The rest of them, the students here at my working class university, what they get is the FEMA version of an education. They get something that looks like an education, while not requiring the resources and support of an actual education.
Despite all our efforts, most of them will emerge in the working world not knowing the difference between a credible source and bullshit, not knowing how to thinking critically, not knowing how to write a coherent sentence or understand their own history. They may be perfectly nice people, and perfectly able to do whatever low-level job they end up in, but most of them will not be educated, not in the true sense of that word.
It's discouraging.
4 comments:
I hope that at least your students with 3 kids and a job are not being hounded by admissions to take a full load of courses. The old pattern for working adults (and especially those with kids) was to take one coure at night school, maybe two at most.
They are, sadly. The percentage of students who graduate in four years (maybe five?) affects our funding, so the fifteen-credit-hours per semester is pushed hard by our advisors.
That's what I feared.
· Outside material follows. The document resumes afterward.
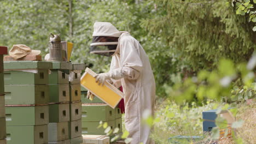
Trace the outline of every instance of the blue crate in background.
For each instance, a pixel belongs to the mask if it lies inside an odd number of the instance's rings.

For purposes of meeting some expectation for timely graduation, I think that adults with full time jobs and especially parents should be counted in their own category, with less eamphasis on the exact number of years to graduation. And with some realization that adults are not always necessarily aiming for a degree at all.
We do have a separate category for part-time students, but we don't get as much funding for those students -- which leads directly to the problem you'd expect.